Q: You seem awfully passionate about urban transportation solutions, why is that?
A: The innovation that excites me has a lineage all the way back to when humans stood up on their hind legs to be confronted by a pair of hands, and how those hands demanded new mental capacity to take full advantage of their utility. Once those hands had the dexterity to move not as threat or protection, but to offer the motivation behind their expression, these hands then had the capacity to create new realities, art, dance and music.

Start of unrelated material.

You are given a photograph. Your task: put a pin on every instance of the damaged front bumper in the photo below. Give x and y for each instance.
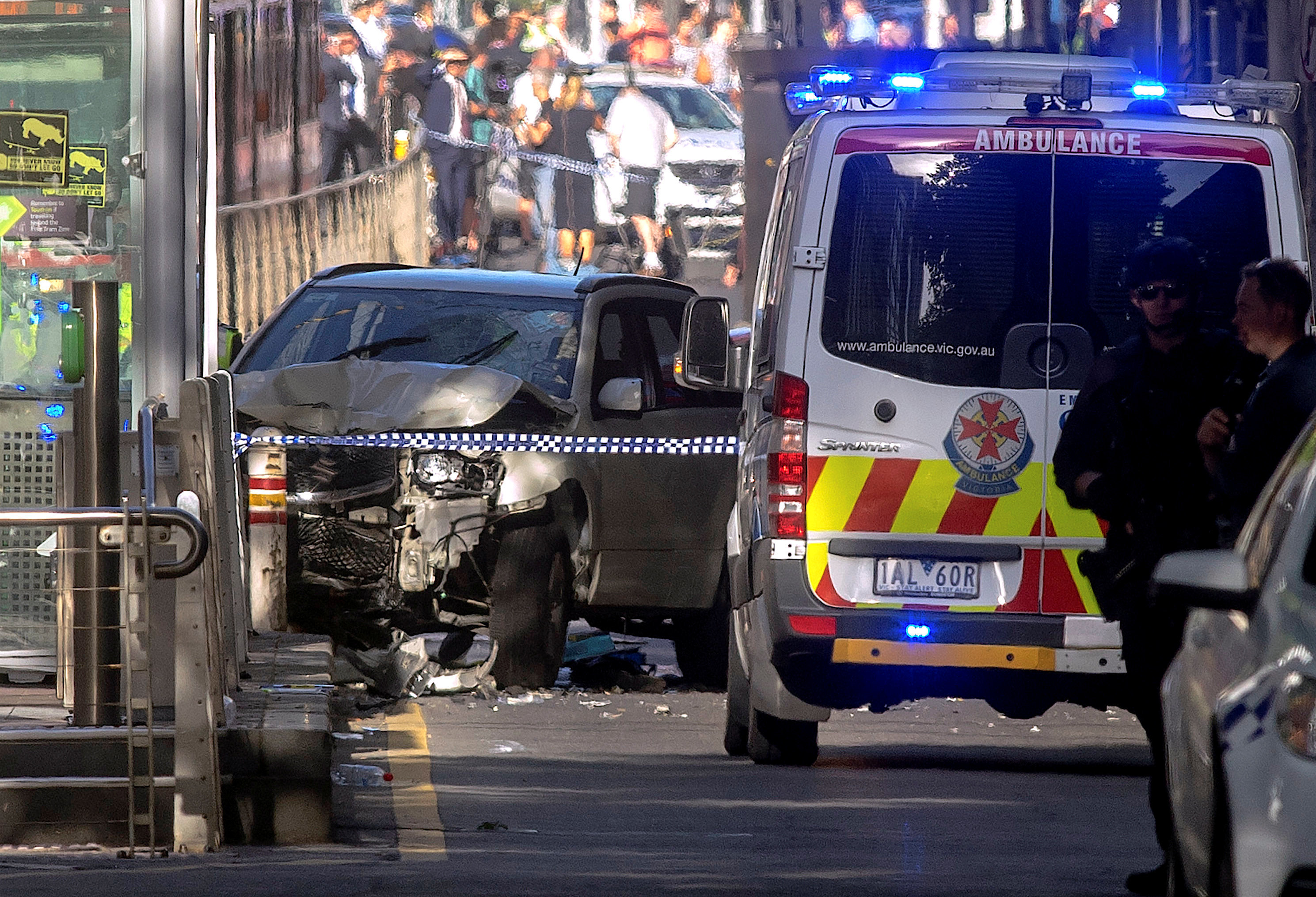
(395, 519)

I believe what’s coded in our DNA has millions of years of history creating innovation that’s more than simple products but is coded to build tools to improve our society so we all can thrive together. Innovation is what’s trapped in the core of who we are. My mission it to unlock these gifts through vulnerability, transparency, self-referenced decision making and the accountability to share our decision-making processes, so we can learn from each other’s discoveries and failures.
Q: Why is the Rubric Car a sort of poster child for your vision of making tansportation better in our cities?
A: It’s not sexy but parking is the real problem. The Tesla Model S has nothing to do with reducing traffic conjestion. There is no low-income entry point into the green EV market unless we get the cost down and accesibility up. Until that happens we’re all just high fiving ourselves with technology that goes nowhere.
Q: What have you been so down on autonomous driving?
A: Other than the fact that it’s never going to happen at highway speeds or as a driverless car in the city, it doesn’t save time. No body really cares about electric cars or saving the planet, but if they can save time, you have their attention.
Q: Doesn’t the Rubric car rely on autonomous valet parking?
A: Yes, at 10 MPH in the city it’s perfect. Just pull up at you destination, pile out and tell your cat to park itself. When you want it, no matter where you end up in the city, the car comes to pick you up. Picture a parking vending machine at every train station, or airport then see how many more people will ride public trains and busses knowing when they arive at the end of a long commute, they have a car to drive the last five miles.
Q: Are you planning to put this system into production?
A: Again, no. It falls squarly into our corporate strategy of designing products and systems that fit into exsisting use cases and regulatory environments and then license those products for global adoption. The RUBRIC Car Vending Machine, including being filled with cars, will cost less to build than a standard poured concrete parking structure and generate five times the revenure. To impliment it would require no urban planning changes, no infacstructure changes or any laws to be rewriten.